A record of every significant upgrade to the Stockyard pitch grading models, in the order they happened.
Stuff+ now trains against a pitcher-facing xwOBA target that strips batter-controlled variance (spray angle, sprint speed), and sees each pitch in the context of the pitcher’s full arsenal. The result is a purer measure of pitch quality.
The first coordinated batch retrain: four confirmed improvements deployed together across all three models. Location+ gains count awareness and edge+lane features (13 features, up from 9). Stuff+ inherits the improved residuals. Pitching+ switches from 6 category models to 18 movement-routed models that specialize by pitch movement profile, and adds bat speed and attack angle as features.
Pitching+ now uses a Residual-Corrected Multi-Target Ensemble (RC-MTE) architecture that trains decomposition heads for swing probability, contact probability, and expected run value by outcome type. This is the largest single model improvement in project history, nearly tripling the model's explanatory power.

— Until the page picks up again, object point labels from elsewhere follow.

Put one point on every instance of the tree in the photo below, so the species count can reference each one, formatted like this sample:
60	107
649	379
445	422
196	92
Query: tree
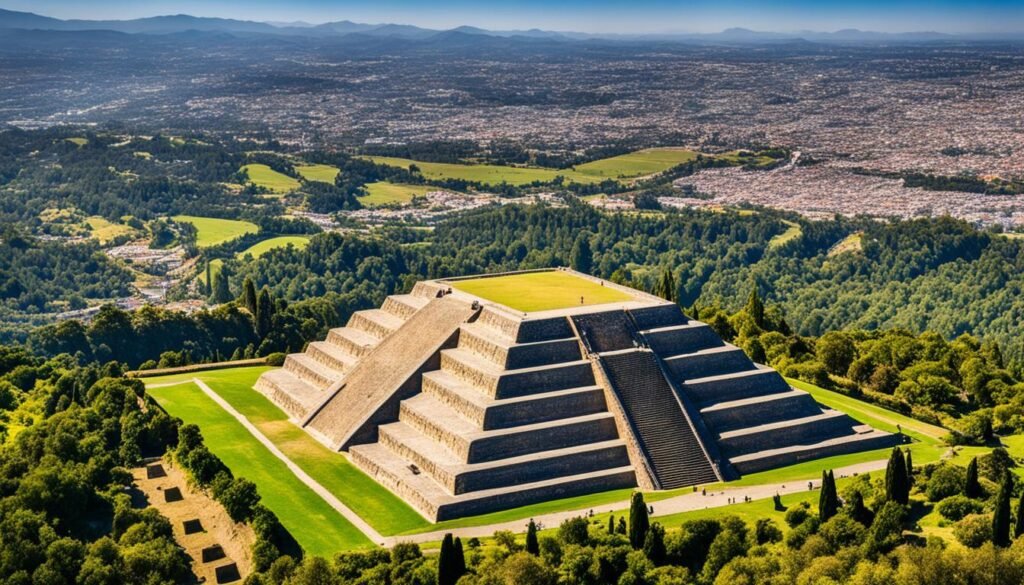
756	307
1000	517
583	257
532	546
897	489
666	287
972	488
639	521
828	499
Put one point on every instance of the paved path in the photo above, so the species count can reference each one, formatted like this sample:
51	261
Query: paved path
321	491
676	504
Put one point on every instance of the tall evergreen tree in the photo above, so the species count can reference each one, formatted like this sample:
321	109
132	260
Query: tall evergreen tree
972	488
828	499
639	521
249	295
583	257
756	307
1000	517
666	287
446	574
532	546
897	489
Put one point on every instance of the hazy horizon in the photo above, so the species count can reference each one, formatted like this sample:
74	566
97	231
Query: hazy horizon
641	16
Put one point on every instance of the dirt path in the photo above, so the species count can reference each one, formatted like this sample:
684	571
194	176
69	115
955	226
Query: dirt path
216	527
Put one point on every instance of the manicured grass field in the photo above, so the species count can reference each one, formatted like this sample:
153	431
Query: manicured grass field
387	513
266	177
541	291
317	527
265	246
213	231
322	173
487	174
105	231
383	193
636	164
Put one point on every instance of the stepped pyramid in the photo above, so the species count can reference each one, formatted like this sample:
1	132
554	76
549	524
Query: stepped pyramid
464	406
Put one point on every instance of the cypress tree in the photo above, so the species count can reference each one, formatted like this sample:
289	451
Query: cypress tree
639	523
972	489
653	545
446	562
1000	518
1019	527
828	499
896	486
249	295
532	546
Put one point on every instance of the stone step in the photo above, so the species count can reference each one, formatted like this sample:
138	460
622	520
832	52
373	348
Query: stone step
353	341
500	383
712	362
673	340
306	368
295	397
375	322
458	477
733	386
472	445
403	305
862	439
435	504
727	416
331	356
814	428
491	344
488	413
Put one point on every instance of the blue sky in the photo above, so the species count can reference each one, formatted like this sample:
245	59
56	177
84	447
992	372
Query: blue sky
594	15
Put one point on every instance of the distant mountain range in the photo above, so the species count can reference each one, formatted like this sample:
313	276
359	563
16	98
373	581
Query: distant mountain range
185	23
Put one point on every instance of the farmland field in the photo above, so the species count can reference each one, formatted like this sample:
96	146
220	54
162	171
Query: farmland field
262	175
265	246
213	231
541	291
322	173
487	174
383	193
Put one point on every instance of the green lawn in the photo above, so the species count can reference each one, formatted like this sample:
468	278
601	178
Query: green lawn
265	246
487	174
387	513
321	173
213	231
636	164
383	193
270	179
541	291
317	527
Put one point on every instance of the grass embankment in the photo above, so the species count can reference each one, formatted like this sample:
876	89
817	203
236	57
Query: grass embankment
320	173
213	231
387	513
541	291
317	527
264	176
257	250
383	193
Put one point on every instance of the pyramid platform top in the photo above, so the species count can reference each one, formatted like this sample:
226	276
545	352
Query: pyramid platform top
549	292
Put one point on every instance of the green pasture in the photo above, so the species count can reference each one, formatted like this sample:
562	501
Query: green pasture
541	291
383	193
262	175
317	527
213	231
260	248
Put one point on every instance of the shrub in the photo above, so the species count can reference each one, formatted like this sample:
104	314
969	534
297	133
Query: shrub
956	507
974	530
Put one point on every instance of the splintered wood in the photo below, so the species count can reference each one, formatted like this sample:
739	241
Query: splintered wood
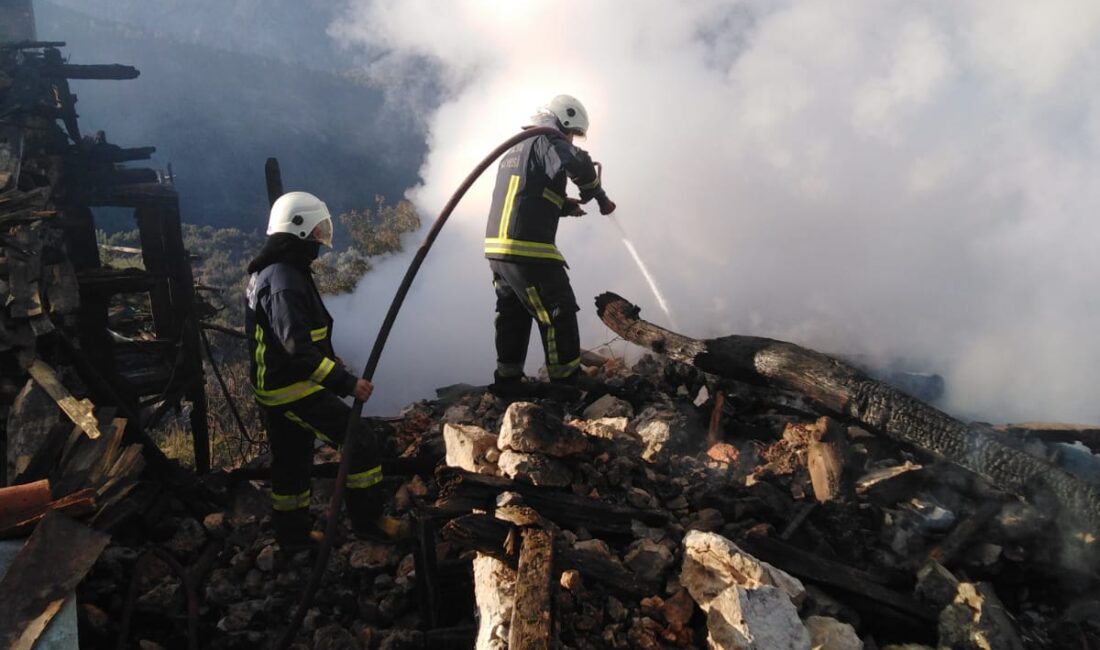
530	616
41	577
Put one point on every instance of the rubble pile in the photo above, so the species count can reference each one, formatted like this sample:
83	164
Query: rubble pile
666	509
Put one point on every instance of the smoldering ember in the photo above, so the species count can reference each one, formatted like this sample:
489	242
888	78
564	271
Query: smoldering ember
734	493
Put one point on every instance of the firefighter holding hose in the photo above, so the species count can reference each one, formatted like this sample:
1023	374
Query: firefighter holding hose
296	377
528	270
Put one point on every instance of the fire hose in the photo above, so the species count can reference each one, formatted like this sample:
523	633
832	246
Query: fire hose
332	511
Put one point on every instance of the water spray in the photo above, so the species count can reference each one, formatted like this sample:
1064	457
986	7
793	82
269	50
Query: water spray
645	272
637	260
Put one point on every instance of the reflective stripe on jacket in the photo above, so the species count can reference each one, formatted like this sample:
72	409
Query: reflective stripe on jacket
529	197
290	338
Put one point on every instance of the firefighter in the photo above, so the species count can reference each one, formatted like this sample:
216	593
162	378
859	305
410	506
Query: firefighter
296	377
528	270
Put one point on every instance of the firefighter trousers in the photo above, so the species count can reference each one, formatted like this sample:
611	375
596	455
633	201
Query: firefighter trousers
542	293
292	430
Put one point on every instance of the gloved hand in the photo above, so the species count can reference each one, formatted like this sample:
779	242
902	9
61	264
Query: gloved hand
363	389
572	208
606	206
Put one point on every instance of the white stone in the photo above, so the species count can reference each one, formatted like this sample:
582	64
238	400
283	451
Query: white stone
468	447
608	406
761	618
605	428
494	585
713	563
529	428
829	634
535	469
656	428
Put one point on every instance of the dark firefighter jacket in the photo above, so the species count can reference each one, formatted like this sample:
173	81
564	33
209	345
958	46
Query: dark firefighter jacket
529	197
290	338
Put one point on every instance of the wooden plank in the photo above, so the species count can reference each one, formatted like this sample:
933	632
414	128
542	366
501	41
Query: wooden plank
78	410
77	504
22	502
46	571
531	614
815	569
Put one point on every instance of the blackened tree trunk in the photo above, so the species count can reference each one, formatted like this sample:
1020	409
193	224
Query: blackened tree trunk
879	407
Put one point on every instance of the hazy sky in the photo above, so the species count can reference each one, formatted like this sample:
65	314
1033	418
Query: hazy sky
888	178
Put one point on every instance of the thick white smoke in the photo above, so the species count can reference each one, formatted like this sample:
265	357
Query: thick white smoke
887	178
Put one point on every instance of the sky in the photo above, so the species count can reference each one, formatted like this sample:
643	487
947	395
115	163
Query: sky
890	179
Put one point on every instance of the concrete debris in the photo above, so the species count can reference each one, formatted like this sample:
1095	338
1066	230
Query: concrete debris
468	447
532	429
829	634
761	618
713	563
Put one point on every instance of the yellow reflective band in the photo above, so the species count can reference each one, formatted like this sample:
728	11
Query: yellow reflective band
285	503
317	432
543	317
372	476
523	249
261	349
287	394
552	197
509	199
322	370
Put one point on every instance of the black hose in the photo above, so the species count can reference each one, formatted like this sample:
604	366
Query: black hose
350	439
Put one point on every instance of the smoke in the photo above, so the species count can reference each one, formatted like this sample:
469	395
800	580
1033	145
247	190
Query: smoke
880	178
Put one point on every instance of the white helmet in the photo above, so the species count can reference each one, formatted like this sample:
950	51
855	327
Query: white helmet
570	112
299	213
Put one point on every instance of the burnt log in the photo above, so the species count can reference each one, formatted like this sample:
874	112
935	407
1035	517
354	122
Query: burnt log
42	576
493	537
531	619
879	407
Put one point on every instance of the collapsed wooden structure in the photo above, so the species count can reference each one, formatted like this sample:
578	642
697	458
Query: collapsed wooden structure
121	338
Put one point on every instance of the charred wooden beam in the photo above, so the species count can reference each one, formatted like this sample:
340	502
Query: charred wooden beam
41	577
490	536
835	575
461	491
531	615
77	504
21	502
68	70
848	392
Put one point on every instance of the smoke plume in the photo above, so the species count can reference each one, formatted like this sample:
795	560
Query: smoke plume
889	178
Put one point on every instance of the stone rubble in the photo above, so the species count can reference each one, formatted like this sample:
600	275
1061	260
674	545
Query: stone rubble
642	443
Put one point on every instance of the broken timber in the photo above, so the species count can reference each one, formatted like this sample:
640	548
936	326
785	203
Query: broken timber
880	407
41	579
531	621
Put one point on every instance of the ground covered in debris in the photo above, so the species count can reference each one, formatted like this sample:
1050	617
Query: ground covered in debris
677	510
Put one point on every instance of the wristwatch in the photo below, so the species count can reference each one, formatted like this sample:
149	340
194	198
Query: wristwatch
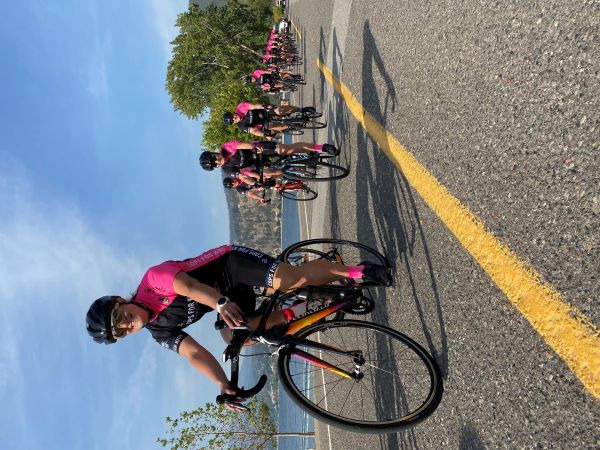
221	303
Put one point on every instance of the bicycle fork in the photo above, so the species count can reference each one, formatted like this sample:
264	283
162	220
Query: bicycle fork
359	360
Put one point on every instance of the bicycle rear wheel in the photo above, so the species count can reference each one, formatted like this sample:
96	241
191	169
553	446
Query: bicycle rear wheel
293	131
401	386
313	124
302	194
335	250
314	171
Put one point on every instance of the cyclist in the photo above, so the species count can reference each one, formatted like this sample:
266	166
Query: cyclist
253	118
235	155
175	294
243	186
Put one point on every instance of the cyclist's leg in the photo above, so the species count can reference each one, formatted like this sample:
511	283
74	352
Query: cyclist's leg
313	273
302	147
286	110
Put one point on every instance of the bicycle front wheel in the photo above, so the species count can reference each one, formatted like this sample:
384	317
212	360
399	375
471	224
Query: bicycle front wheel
335	250
314	171
294	131
303	194
401	386
313	125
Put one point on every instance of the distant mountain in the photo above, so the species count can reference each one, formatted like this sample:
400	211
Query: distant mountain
204	3
254	225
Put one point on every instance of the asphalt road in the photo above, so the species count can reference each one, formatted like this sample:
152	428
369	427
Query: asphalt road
500	102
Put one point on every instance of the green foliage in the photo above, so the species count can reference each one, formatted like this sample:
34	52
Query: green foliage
214	44
215	427
277	13
231	93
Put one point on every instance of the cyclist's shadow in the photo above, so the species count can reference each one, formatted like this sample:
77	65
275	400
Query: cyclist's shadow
382	188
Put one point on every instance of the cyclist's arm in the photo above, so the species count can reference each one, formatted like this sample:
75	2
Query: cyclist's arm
203	361
254	196
256	132
207	295
249	177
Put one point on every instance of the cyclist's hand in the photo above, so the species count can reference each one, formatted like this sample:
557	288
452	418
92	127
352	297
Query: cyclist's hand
233	405
232	315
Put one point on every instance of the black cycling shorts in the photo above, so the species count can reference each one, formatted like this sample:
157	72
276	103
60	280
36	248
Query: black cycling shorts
251	267
269	147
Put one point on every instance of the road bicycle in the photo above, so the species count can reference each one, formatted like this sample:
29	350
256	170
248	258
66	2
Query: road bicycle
303	166
297	122
294	190
351	374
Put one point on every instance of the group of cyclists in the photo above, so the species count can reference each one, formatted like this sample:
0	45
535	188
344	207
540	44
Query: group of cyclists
176	293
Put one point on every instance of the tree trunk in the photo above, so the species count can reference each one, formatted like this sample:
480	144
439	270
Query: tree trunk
307	434
258	55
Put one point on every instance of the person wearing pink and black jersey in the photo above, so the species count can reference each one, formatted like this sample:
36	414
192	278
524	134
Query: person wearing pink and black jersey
254	117
243	186
174	294
241	156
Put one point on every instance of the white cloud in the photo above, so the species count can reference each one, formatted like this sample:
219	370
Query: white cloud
51	266
163	16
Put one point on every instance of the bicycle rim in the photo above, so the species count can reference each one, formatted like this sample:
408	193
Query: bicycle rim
314	171
294	131
303	194
336	250
401	386
313	124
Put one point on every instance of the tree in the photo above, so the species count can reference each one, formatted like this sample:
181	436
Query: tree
214	44
215	427
231	93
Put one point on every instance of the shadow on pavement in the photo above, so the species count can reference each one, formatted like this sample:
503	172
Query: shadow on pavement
380	186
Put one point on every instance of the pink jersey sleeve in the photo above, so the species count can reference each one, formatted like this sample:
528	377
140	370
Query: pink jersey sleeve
229	148
243	108
160	278
248	172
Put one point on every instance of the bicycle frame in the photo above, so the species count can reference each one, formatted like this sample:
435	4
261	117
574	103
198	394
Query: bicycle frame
289	342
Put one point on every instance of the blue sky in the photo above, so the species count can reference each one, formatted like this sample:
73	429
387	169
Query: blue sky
98	181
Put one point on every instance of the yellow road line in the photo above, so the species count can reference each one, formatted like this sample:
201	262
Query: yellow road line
296	28
572	335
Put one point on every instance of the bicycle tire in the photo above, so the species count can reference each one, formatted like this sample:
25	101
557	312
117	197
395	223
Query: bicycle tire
313	125
313	115
293	132
341	251
304	194
384	401
313	171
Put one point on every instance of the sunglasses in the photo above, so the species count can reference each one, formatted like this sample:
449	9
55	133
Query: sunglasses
117	315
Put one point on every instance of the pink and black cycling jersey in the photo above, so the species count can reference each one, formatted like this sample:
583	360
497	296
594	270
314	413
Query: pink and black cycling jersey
254	118
258	73
232	270
242	108
237	159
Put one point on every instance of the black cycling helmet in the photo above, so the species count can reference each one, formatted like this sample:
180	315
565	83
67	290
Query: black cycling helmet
97	320
208	160
228	118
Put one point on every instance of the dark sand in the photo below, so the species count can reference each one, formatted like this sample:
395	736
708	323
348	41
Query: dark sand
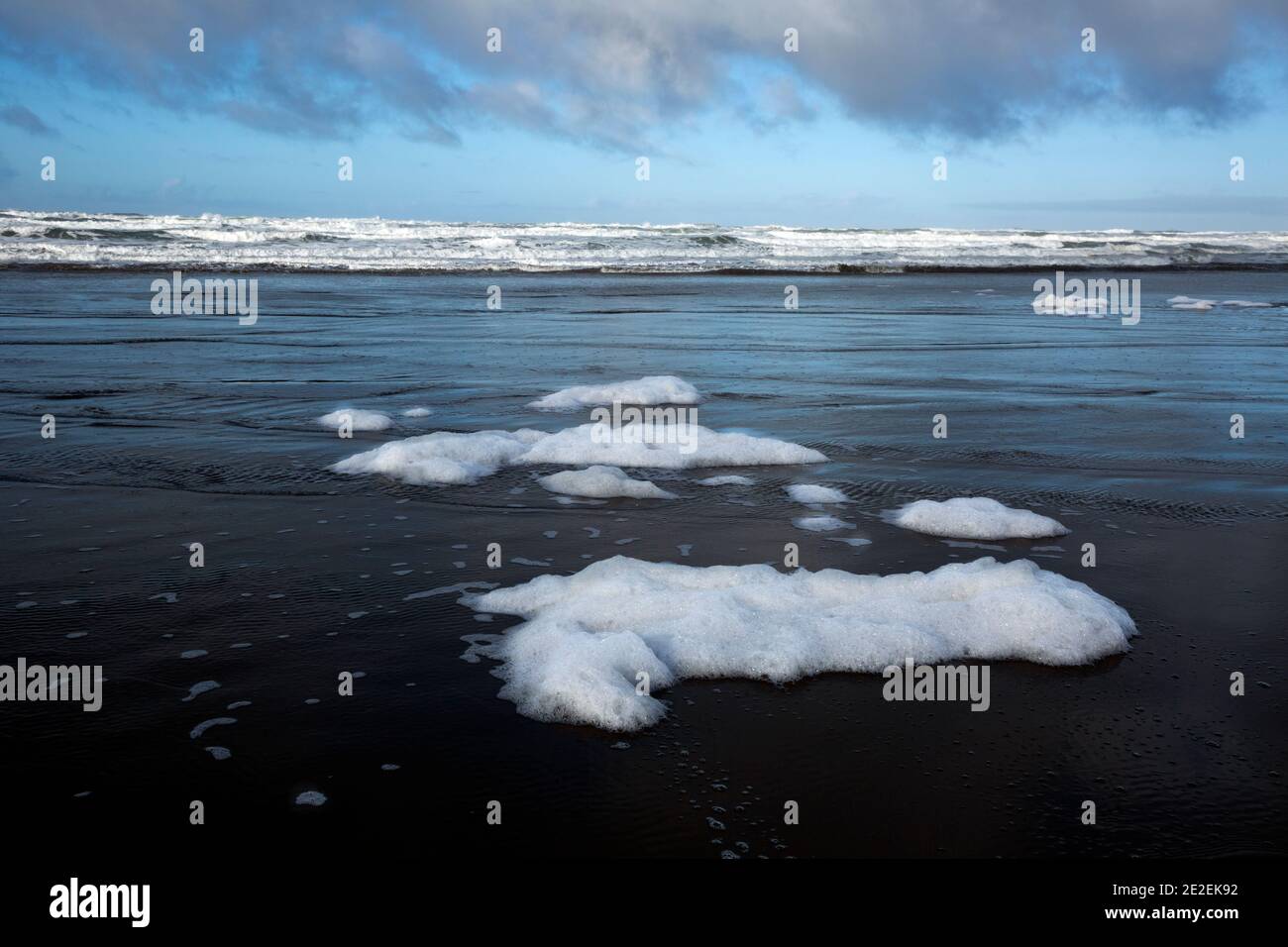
1193	544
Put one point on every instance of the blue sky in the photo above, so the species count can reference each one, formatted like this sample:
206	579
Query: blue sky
742	134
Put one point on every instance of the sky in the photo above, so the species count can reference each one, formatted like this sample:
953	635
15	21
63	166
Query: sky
1034	131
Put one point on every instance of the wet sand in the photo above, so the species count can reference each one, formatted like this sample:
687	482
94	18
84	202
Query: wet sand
312	571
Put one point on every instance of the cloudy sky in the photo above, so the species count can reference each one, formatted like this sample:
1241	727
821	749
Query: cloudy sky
842	133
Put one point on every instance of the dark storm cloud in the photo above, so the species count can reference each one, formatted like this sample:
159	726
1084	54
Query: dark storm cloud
621	75
22	118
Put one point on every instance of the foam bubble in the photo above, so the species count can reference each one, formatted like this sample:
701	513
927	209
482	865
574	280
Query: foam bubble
652	389
359	419
811	492
974	518
601	482
585	637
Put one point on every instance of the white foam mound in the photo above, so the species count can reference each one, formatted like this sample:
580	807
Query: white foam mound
443	457
974	518
653	389
812	492
359	419
601	482
1051	304
665	446
449	458
587	637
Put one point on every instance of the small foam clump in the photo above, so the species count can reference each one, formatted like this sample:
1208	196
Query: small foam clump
811	492
974	518
653	389
601	482
357	419
725	480
1051	304
1188	303
449	458
442	457
820	523
587	637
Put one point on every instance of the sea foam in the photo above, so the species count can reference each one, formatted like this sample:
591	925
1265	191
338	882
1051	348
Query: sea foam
449	458
652	389
601	482
812	493
974	518
588	637
359	419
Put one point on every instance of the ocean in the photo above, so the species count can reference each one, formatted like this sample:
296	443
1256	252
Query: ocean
222	681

Location+ and Pitching+ grades are now rescaled separately for starters and relievers, rather than pooling both populations together. This fixes a systematic distortion where relievers' command grades were compressed.
Training targets are now adjusted by park factor, reducing venue bias in pitch grades. A pitcher's stuff and command are measured against what's expected at that ballpark, not league-wide averages.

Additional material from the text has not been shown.